Short-term and Long-term/ Cash and Policy
On August 11, 2009, New York State and The Open Society Institute announced a program giving $200 to families who receive social services or food stamps in NYS. Economists tend to agree that stimulus funds work best when they are targeted and temporary. The $200 meets a real need for many families. There are students at the Welfare Rights Initiative (WRI) where I work who have already seen the money added to their accounts. Short-term cash helps a little, but struggling New Yorkers need much more. Access to education and training is the cornerstone of a long-term economic policy strategy that will have a deeper, more meaningful impact on their lives.
WRI students have found that lasting empowerment comes from policies that aid people receiving welfare to get decent jobs.
WRI started working a couple of years ago in New York City public high schools, most of which receive Title 1 federal funding. Most of these students qualify for free or reduced fee school lunch. Most families receive some form of public assistance (cash, food stamps, Medicaid) and would benefit from money for school clothes and supplies.

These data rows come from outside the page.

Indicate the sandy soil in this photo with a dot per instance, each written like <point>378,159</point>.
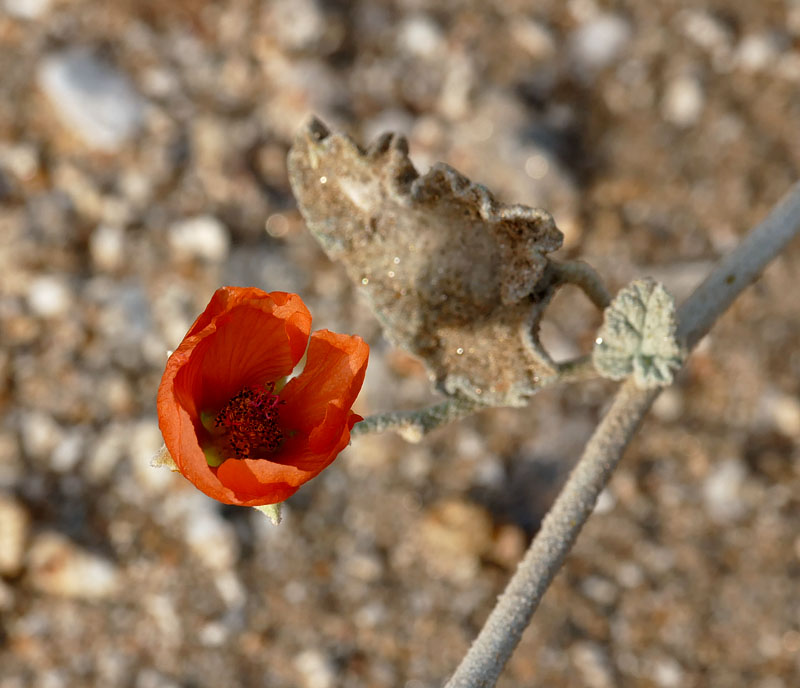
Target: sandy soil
<point>142,164</point>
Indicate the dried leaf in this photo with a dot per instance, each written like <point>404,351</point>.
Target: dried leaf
<point>638,336</point>
<point>455,277</point>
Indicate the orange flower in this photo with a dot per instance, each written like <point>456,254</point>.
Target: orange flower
<point>230,426</point>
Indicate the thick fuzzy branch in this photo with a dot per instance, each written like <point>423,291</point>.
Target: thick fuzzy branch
<point>489,653</point>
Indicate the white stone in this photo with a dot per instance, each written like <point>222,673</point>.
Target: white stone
<point>145,441</point>
<point>722,491</point>
<point>210,536</point>
<point>419,35</point>
<point>667,673</point>
<point>535,38</point>
<point>598,42</point>
<point>68,452</point>
<point>705,30</point>
<point>92,98</point>
<point>14,523</point>
<point>107,247</point>
<point>57,566</point>
<point>782,412</point>
<point>40,434</point>
<point>203,237</point>
<point>298,23</point>
<point>27,9</point>
<point>593,664</point>
<point>315,669</point>
<point>756,52</point>
<point>49,296</point>
<point>683,101</point>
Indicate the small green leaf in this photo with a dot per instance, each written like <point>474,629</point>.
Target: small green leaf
<point>638,336</point>
<point>163,458</point>
<point>213,457</point>
<point>271,511</point>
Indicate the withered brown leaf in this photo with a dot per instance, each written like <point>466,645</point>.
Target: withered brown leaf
<point>454,276</point>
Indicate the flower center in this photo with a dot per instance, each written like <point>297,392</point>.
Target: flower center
<point>250,422</point>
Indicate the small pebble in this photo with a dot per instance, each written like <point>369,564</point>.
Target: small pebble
<point>92,98</point>
<point>599,41</point>
<point>683,101</point>
<point>27,9</point>
<point>107,247</point>
<point>203,237</point>
<point>49,296</point>
<point>722,491</point>
<point>57,566</point>
<point>14,524</point>
<point>315,669</point>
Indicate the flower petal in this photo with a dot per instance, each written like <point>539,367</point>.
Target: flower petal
<point>242,339</point>
<point>333,376</point>
<point>180,438</point>
<point>259,481</point>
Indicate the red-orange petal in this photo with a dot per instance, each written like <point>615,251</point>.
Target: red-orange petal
<point>245,337</point>
<point>256,482</point>
<point>328,386</point>
<point>249,339</point>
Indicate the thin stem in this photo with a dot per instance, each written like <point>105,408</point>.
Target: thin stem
<point>484,661</point>
<point>585,277</point>
<point>412,425</point>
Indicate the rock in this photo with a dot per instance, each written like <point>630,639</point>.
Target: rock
<point>145,442</point>
<point>452,537</point>
<point>599,41</point>
<point>69,451</point>
<point>315,668</point>
<point>92,98</point>
<point>593,664</point>
<point>683,101</point>
<point>203,237</point>
<point>40,434</point>
<point>14,524</point>
<point>57,566</point>
<point>49,296</point>
<point>27,9</point>
<point>107,247</point>
<point>781,411</point>
<point>534,38</point>
<point>722,491</point>
<point>419,35</point>
<point>667,673</point>
<point>757,52</point>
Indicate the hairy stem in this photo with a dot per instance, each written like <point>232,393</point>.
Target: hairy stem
<point>484,661</point>
<point>585,277</point>
<point>412,425</point>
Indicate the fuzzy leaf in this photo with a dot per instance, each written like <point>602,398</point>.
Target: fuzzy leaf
<point>638,336</point>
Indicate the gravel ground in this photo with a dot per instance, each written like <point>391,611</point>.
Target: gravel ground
<point>142,164</point>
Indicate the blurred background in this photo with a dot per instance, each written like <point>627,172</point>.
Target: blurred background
<point>142,164</point>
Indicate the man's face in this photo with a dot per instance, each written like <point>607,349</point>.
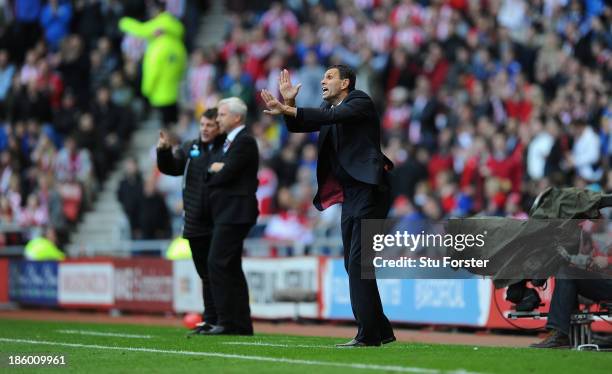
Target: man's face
<point>209,129</point>
<point>227,120</point>
<point>332,85</point>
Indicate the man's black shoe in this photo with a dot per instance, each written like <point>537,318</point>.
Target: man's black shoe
<point>200,329</point>
<point>530,301</point>
<point>220,330</point>
<point>554,339</point>
<point>357,344</point>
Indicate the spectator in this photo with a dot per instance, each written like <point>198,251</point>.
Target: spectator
<point>55,19</point>
<point>164,60</point>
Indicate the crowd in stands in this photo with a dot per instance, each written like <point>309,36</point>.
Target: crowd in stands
<point>483,103</point>
<point>69,85</point>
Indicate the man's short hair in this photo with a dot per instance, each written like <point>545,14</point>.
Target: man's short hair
<point>235,105</point>
<point>210,113</point>
<point>346,73</point>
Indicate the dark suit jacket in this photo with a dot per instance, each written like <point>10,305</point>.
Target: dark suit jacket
<point>232,190</point>
<point>357,144</point>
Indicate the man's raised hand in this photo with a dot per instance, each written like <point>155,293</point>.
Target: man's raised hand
<point>287,90</point>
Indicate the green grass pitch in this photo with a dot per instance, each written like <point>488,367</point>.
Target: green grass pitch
<point>98,348</point>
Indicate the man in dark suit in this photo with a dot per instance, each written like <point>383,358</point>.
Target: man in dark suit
<point>232,183</point>
<point>351,170</point>
<point>191,161</point>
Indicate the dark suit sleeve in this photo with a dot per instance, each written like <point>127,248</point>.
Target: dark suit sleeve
<point>348,112</point>
<point>171,163</point>
<point>240,154</point>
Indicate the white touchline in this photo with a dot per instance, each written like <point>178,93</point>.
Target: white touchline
<point>98,333</point>
<point>280,345</point>
<point>404,369</point>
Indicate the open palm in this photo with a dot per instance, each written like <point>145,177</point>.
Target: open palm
<point>287,90</point>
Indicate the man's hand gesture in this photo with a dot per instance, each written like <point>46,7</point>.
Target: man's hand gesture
<point>287,90</point>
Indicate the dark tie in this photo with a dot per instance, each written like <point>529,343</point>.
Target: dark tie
<point>335,136</point>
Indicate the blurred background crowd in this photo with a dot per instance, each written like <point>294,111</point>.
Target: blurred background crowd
<point>483,103</point>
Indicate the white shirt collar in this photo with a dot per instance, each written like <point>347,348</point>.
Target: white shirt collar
<point>232,134</point>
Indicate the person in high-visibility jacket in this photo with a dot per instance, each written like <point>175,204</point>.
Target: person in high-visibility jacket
<point>164,61</point>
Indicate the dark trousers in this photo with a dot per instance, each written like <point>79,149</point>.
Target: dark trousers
<point>200,250</point>
<point>565,297</point>
<point>362,201</point>
<point>227,281</point>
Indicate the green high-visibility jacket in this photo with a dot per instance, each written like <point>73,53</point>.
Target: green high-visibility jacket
<point>165,59</point>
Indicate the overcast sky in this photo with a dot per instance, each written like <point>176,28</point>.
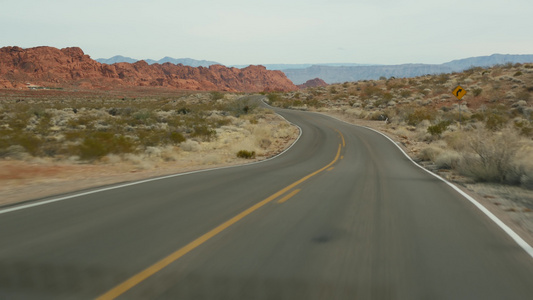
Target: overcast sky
<point>274,31</point>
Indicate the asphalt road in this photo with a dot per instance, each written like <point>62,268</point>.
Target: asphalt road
<point>343,214</point>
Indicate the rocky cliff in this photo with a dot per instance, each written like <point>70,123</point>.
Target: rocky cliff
<point>70,67</point>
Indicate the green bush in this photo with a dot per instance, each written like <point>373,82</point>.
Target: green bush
<point>439,128</point>
<point>246,154</point>
<point>217,95</point>
<point>495,121</point>
<point>203,131</point>
<point>100,144</point>
<point>419,115</point>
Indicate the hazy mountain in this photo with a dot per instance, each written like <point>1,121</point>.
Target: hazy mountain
<point>184,61</point>
<point>488,61</point>
<point>337,74</point>
<point>116,59</point>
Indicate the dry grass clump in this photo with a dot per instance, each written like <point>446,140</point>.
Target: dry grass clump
<point>155,127</point>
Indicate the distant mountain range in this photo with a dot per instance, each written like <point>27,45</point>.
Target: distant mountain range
<point>342,72</point>
<point>338,74</point>
<point>184,61</point>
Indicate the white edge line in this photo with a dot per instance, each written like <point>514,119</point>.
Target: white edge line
<point>38,203</point>
<point>521,242</point>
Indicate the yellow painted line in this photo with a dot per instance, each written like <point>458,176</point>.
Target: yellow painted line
<point>158,266</point>
<point>290,195</point>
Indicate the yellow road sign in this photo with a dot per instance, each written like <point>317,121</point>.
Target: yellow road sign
<point>459,92</point>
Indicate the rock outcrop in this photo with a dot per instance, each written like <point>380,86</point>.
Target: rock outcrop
<point>317,82</point>
<point>70,67</point>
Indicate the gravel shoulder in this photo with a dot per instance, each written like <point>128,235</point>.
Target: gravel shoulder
<point>511,204</point>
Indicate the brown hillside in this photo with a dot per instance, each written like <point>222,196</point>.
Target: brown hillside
<point>70,67</point>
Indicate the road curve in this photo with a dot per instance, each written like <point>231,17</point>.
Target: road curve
<point>343,214</point>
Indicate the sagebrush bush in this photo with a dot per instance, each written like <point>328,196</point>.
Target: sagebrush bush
<point>420,114</point>
<point>491,157</point>
<point>246,154</point>
<point>439,128</point>
<point>100,144</point>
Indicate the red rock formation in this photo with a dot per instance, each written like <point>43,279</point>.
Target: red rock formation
<point>313,83</point>
<point>70,67</point>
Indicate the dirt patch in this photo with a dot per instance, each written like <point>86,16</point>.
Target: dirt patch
<point>34,178</point>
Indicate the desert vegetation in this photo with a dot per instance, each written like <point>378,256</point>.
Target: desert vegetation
<point>99,128</point>
<point>487,136</point>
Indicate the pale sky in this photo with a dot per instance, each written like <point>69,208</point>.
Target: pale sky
<point>274,31</point>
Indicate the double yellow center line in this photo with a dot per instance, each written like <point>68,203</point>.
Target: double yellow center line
<point>158,266</point>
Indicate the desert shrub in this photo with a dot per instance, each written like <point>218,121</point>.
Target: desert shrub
<point>143,116</point>
<point>495,121</point>
<point>429,153</point>
<point>477,91</point>
<point>217,95</point>
<point>241,106</point>
<point>439,128</point>
<point>370,91</point>
<point>246,154</point>
<point>447,159</point>
<point>273,97</point>
<point>30,142</point>
<point>176,137</point>
<point>490,158</point>
<point>379,116</point>
<point>420,114</point>
<point>99,144</point>
<point>204,132</point>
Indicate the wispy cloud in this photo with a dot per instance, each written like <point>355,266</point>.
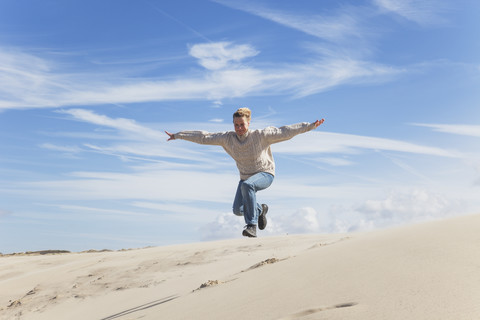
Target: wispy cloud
<point>332,28</point>
<point>218,55</point>
<point>329,142</point>
<point>460,129</point>
<point>40,83</point>
<point>423,12</point>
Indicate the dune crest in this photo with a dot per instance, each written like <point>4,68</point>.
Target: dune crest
<point>424,271</point>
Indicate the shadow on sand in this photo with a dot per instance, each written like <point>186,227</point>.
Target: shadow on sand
<point>140,308</point>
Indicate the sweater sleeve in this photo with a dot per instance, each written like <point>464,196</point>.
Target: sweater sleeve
<point>203,137</point>
<point>275,135</point>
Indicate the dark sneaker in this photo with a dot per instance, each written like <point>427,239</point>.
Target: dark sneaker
<point>250,231</point>
<point>262,219</point>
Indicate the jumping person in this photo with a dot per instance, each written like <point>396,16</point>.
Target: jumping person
<point>251,151</point>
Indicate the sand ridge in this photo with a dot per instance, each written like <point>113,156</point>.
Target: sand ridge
<point>425,271</point>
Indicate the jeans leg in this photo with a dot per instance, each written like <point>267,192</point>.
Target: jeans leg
<point>246,199</point>
<point>238,202</point>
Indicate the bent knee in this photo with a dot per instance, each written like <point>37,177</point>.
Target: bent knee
<point>237,212</point>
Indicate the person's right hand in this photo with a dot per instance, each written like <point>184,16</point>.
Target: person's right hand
<point>171,135</point>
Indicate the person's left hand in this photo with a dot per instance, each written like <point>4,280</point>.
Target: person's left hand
<point>319,122</point>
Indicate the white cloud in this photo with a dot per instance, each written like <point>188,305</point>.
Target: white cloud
<point>332,28</point>
<point>403,207</point>
<point>423,12</point>
<point>460,129</point>
<point>30,86</point>
<point>118,123</point>
<point>224,226</point>
<point>329,142</point>
<point>218,55</point>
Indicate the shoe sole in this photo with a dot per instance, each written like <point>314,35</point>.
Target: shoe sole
<point>262,220</point>
<point>246,234</point>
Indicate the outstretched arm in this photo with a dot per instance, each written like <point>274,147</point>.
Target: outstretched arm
<point>171,136</point>
<point>201,137</point>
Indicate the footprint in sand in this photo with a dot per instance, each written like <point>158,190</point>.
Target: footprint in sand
<point>315,310</point>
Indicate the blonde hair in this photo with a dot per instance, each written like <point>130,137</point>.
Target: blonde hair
<point>243,112</point>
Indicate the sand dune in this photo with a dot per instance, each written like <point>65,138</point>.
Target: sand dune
<point>424,271</point>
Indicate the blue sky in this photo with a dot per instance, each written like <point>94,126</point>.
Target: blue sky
<point>87,89</point>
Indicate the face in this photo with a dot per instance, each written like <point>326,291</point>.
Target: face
<point>241,125</point>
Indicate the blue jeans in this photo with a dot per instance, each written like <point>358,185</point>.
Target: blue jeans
<point>245,203</point>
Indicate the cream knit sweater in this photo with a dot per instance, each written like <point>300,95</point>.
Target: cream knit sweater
<point>251,151</point>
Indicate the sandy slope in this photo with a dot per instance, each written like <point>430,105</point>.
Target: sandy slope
<point>425,271</point>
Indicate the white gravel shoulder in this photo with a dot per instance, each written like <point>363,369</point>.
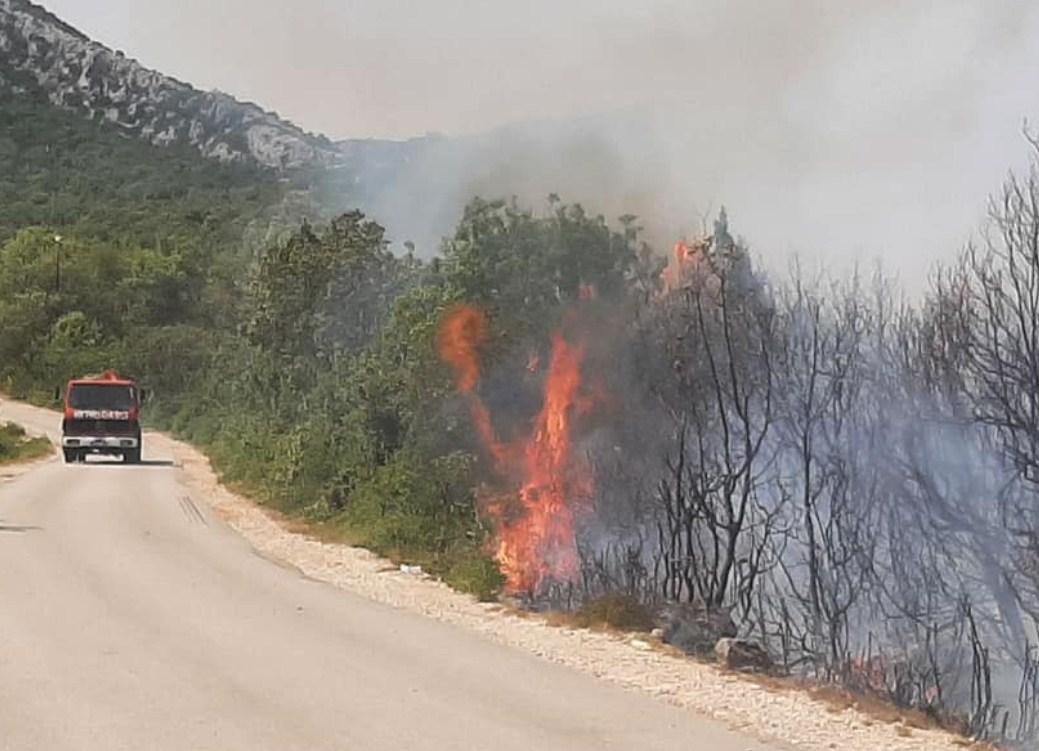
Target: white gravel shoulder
<point>783,715</point>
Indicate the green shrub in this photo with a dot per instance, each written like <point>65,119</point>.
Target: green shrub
<point>615,611</point>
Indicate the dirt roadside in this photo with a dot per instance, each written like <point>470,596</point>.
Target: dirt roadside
<point>770,713</point>
<point>766,712</point>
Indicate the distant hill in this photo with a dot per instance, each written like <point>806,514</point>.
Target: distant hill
<point>42,53</point>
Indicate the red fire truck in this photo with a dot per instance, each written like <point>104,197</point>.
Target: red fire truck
<point>102,416</point>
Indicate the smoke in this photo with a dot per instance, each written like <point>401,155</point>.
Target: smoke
<point>838,135</point>
<point>837,131</point>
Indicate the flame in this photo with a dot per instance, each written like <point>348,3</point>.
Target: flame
<point>535,543</point>
<point>685,263</point>
<point>462,330</point>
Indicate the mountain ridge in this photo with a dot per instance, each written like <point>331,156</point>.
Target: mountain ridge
<point>40,51</point>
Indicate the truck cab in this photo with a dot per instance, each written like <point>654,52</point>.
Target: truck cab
<point>102,416</point>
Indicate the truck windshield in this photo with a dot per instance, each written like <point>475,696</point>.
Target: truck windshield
<point>97,396</point>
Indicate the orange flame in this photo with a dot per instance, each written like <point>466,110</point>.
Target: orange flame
<point>535,540</point>
<point>685,263</point>
<point>462,330</point>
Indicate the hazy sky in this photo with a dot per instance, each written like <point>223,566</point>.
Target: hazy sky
<point>841,130</point>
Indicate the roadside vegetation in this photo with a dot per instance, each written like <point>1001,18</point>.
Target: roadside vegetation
<point>847,477</point>
<point>17,446</point>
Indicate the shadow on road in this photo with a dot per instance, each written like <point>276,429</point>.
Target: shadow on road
<point>142,462</point>
<point>19,528</point>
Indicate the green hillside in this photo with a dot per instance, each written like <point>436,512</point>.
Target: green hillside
<point>86,179</point>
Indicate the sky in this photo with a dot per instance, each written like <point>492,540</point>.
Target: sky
<point>844,132</point>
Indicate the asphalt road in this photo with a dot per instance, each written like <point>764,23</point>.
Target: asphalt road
<point>132,618</point>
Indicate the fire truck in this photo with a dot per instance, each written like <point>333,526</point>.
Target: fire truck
<point>102,416</point>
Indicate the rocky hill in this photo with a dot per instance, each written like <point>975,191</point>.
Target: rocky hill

Unfortunately, in NYC, we have welfare policy that insists education is not for people receiving welfare. It says the only way to move from welfare is through work programs that offer low-wage short-term jobs. WRI students know this is wrong. Our students are proof positive that when people get the education they need, they can move through self determination out of poverty and pursue a path to a better life.
The main reason some families on welfare now need a quick infusion of cash is because we have only allowed them to work low-wage jobs and remain poor. But expanding access to education will help many families realize their economic potential and lead to higher graduation rates and brighter futures for the next generation. This is the smarter choice our political leaders must make.